La mirada abracadabra
Andrés
quería salir de nazareno, porque en su cole todos los niños salían en alguna
cofradía. Él aún no entendía si lo del quejío de la saeta lo producía el
fervor, el ritmo del cante o un pisotón. Tampoco llegaba a juzgar si la semana
santa era arte o hipocresía. Andrés era sólo un niño, un niño solo.
El
quería salir en la cofradía del barrio, para poder hablar de semana santa con
los otros niños del cole.
Arturito,
el más chulo de la clase, pertenecía a una familia con tradición cofrade y
salía todos los días de penitente. A su madre le llamaban la plancha-túnicas.
Carlos Marchena era el más entendido en la materia porque su padre era locutor
de radio y retransmitía las procesiones con tal pasión, que le apodaron el
Matías Prats de la madrugá. Pero en verdad, ambos eran tontos de capirote.

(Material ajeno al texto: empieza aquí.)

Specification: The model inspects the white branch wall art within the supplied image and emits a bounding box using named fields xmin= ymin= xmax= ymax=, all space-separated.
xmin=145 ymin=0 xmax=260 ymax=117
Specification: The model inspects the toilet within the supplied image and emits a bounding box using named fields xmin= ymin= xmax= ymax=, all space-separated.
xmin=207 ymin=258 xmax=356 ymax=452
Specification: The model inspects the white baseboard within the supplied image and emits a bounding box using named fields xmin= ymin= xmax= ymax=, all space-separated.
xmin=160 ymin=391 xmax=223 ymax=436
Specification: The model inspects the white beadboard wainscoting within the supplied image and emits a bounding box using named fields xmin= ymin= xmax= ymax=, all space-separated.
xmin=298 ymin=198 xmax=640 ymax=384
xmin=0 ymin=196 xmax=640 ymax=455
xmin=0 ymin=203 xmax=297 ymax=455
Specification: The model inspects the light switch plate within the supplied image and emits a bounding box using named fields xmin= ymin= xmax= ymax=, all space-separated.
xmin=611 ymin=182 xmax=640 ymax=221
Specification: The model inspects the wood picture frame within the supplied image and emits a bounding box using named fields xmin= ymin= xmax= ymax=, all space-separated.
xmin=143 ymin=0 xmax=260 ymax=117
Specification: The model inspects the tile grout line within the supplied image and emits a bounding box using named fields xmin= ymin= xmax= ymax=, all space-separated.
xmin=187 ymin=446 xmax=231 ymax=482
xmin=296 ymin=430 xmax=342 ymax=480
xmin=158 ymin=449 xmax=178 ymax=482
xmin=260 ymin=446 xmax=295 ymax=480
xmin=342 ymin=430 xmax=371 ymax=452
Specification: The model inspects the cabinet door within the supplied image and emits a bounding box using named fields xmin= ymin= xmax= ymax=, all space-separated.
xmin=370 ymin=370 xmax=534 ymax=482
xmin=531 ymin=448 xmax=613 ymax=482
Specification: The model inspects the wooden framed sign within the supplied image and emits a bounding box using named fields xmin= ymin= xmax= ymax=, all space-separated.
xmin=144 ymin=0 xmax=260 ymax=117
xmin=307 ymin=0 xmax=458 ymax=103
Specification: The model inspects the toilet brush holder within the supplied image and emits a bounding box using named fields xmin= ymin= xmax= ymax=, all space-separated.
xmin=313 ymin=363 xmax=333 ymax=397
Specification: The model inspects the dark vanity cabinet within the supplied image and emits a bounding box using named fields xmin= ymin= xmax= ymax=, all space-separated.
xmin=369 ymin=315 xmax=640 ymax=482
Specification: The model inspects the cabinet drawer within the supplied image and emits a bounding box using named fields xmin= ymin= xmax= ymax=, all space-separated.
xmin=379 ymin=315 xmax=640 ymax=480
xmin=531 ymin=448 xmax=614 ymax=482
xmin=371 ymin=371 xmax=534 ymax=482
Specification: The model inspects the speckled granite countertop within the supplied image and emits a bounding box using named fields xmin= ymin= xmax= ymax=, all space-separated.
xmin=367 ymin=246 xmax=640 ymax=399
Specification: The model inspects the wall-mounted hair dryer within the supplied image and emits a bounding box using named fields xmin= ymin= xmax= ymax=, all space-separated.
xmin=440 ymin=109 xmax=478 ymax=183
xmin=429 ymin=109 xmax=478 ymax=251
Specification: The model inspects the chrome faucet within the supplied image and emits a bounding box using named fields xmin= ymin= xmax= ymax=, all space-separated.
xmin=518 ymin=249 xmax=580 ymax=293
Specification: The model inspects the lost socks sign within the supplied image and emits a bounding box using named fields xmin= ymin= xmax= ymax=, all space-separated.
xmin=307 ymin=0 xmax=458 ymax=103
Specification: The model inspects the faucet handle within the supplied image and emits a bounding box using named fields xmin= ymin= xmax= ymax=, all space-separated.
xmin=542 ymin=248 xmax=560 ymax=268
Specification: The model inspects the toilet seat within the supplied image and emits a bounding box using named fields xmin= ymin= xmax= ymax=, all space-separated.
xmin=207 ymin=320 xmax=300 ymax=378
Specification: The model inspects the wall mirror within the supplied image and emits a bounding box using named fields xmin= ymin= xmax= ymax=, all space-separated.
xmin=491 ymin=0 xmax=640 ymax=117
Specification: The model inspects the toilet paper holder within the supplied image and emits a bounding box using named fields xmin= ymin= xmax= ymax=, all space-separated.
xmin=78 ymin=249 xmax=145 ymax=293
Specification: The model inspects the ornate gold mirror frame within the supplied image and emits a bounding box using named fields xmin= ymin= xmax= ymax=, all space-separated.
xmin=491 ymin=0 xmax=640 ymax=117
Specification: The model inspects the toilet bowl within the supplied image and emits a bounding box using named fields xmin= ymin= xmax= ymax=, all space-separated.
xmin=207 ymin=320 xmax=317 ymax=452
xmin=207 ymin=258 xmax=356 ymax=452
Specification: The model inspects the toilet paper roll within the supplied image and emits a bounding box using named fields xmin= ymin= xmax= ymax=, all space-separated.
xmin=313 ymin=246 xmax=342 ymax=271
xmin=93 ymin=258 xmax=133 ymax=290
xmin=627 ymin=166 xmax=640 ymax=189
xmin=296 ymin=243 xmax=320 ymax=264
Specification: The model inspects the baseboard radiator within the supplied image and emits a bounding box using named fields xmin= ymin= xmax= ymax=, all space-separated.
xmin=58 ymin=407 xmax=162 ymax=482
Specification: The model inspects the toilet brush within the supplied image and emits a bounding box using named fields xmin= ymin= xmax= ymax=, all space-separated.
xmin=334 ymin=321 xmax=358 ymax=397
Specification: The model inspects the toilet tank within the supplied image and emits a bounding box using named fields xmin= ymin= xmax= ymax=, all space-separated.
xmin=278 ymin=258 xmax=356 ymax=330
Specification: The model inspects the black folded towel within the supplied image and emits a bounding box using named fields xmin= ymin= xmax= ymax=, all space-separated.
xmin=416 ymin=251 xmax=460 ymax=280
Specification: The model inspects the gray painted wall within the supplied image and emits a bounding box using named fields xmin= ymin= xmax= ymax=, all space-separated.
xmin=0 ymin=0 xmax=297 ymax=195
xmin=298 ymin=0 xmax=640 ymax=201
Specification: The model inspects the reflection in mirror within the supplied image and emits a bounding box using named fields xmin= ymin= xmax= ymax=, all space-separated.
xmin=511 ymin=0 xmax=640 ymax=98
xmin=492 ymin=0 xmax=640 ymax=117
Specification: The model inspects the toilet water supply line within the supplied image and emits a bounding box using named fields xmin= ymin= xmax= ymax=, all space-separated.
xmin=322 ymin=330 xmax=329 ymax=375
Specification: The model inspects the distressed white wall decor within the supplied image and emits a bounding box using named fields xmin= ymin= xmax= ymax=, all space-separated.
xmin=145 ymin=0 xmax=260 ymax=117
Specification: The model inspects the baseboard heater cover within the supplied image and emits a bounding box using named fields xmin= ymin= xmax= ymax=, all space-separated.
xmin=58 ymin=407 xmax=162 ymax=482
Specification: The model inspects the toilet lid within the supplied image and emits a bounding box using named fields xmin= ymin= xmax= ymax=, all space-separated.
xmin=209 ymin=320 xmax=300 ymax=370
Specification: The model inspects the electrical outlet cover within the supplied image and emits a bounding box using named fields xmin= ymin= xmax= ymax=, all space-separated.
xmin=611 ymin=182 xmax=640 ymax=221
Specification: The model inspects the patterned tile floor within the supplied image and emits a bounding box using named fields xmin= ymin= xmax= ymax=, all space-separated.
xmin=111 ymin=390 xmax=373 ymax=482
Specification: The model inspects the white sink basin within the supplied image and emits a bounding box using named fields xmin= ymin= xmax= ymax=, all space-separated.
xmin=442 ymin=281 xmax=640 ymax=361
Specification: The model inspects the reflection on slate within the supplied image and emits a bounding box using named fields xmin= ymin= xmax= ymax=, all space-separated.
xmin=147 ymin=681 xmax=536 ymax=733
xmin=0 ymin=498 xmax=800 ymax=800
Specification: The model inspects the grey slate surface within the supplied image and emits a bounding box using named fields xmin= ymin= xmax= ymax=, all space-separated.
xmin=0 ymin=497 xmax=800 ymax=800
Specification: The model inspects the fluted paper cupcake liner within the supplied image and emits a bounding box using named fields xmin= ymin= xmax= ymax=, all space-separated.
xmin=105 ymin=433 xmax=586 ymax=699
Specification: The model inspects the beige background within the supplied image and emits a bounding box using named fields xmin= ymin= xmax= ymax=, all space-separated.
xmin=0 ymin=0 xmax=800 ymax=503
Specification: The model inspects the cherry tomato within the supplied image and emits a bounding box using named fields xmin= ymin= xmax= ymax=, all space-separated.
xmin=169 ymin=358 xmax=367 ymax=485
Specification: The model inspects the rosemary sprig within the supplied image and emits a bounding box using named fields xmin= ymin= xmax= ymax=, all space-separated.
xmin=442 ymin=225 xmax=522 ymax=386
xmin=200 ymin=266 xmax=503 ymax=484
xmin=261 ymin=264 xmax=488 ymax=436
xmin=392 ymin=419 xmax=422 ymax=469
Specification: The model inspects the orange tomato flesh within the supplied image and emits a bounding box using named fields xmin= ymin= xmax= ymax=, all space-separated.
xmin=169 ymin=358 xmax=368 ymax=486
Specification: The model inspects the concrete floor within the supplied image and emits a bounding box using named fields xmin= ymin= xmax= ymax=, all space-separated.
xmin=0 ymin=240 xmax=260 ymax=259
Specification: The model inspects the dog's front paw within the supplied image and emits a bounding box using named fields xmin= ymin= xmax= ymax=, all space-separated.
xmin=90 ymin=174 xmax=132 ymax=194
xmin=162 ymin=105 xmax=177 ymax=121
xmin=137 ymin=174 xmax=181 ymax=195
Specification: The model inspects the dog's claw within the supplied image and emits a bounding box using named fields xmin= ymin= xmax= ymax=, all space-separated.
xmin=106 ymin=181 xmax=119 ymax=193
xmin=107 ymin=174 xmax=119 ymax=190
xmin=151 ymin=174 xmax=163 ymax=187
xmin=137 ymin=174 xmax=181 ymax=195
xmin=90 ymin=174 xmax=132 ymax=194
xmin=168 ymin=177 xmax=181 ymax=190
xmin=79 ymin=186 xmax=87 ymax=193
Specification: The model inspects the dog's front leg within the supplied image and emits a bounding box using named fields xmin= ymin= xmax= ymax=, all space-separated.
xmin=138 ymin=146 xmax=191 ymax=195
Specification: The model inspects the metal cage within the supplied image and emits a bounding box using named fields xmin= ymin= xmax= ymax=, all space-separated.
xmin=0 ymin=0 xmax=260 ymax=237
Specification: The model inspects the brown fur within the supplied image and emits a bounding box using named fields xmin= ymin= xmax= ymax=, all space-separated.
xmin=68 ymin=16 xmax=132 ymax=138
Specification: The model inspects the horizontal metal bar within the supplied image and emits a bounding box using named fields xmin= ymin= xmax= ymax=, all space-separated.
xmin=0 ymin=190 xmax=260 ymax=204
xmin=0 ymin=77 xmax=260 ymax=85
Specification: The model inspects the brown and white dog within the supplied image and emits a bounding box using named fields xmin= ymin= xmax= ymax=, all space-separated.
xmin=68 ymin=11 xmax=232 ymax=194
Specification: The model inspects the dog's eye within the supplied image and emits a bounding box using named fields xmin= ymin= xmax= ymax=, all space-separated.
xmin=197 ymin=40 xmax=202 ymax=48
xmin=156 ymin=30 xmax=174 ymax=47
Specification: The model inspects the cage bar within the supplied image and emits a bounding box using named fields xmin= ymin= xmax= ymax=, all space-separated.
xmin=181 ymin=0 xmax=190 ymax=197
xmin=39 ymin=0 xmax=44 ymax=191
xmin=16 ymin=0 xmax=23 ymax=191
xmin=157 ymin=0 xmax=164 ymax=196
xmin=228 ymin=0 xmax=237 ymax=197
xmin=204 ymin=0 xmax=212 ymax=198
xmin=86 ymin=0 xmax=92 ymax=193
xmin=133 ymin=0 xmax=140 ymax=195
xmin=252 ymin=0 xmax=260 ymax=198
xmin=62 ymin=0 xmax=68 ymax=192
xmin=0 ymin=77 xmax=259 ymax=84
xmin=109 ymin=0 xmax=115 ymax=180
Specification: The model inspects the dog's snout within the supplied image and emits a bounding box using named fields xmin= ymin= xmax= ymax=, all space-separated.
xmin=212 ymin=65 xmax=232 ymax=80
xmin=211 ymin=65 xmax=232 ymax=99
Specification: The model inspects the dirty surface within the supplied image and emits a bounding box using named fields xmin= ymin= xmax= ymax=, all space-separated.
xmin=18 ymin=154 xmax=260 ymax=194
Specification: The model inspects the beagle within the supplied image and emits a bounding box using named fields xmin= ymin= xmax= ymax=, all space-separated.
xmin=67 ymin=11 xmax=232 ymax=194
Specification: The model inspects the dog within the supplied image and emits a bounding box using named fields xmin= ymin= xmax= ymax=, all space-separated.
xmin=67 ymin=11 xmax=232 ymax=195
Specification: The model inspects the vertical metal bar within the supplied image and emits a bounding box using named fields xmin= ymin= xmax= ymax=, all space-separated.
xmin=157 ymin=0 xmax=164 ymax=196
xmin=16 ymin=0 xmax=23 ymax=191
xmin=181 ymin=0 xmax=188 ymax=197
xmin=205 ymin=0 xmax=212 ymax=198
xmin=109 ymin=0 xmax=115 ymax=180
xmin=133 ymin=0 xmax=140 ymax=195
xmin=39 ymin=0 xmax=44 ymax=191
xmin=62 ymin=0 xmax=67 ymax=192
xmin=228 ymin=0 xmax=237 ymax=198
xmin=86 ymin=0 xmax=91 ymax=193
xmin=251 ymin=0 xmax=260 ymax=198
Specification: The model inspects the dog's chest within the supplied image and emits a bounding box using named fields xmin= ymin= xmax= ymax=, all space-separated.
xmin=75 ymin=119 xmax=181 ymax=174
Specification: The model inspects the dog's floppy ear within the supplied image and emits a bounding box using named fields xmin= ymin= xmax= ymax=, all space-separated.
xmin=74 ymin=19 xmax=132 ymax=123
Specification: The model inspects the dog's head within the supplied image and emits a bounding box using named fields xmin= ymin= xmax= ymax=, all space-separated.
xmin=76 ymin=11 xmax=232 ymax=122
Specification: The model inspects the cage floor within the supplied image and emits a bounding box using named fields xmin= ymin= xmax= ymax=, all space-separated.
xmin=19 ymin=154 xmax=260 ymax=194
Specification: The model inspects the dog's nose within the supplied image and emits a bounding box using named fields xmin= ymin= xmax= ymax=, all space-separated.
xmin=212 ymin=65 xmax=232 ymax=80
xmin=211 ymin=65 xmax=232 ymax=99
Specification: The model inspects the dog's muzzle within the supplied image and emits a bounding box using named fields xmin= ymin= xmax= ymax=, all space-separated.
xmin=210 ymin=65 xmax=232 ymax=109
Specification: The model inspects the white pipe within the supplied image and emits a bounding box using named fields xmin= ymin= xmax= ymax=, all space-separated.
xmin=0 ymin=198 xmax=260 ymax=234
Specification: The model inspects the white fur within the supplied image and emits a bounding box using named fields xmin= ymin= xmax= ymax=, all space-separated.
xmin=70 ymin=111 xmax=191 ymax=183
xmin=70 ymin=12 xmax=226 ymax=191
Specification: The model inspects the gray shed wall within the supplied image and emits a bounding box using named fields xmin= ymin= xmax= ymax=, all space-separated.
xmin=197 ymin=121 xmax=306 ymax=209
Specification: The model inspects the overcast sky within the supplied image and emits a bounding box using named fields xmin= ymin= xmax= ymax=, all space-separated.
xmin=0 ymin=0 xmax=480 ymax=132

Miguel Velázquez era el que siempre hacía la bola de cera más grande. Tanta
cera acumulaba su bola, que sus tres hermanas ya no tenían problemas para
depilarse el resto del año.
Andrés
realmente tenía un deseo oculto. Ponía tanto interés en salir de nazareno
porque tenía el objetivo de poder mirar
fijamente, a través de los boquetes del capirote, los ojos de las niñas guapas.
Y a ver si de esa manera, el Santísimo Cristo del Amor obraba un milagro para
que Mariví, la niña etérea que olía a algodón de feria y que supuestamente
respiraba suspiritos de amor, se fijara en su mirada mágica.
La
mirada de Andrés tenía un halo especial, o al menos eso le decían sus sueños.
Sin
embargo, Andrés nació en una familia católica, apostólica pero rumana, o al
menos eso pensaba él. Los adultos de su familia juzgaban la semana santa de
frívola hipocresía, así que Andresito se quedó sin esa fantasía de ligar con
sus ojos de abracadabra.
El
malogrado nazareno volvió al cole el lunes después de la semana santa, con su
maleta, un paquete de minipicos y un
aromatizante bocata de chorizo Revilla. Y cuando salió de clase, esa misma
mañana vio a Mariví que salía del colegio de las niñas, que estaba justamente
en frente del de los niños. En la puerta la esperaba un chulito cargador cinco
años mayor que ella.
Muchas
semanas santas después, Andrés sigue
cargando por devoción año tras año al Santísimo Cristo del Amor, arrastrando
como penitencia las cadenas del niño solo que fue.
Junto
al sonido de la banda de cornetas y tambores resuena dentro del paso y de su
cabeza la voz del capataz, el marido de Mariví.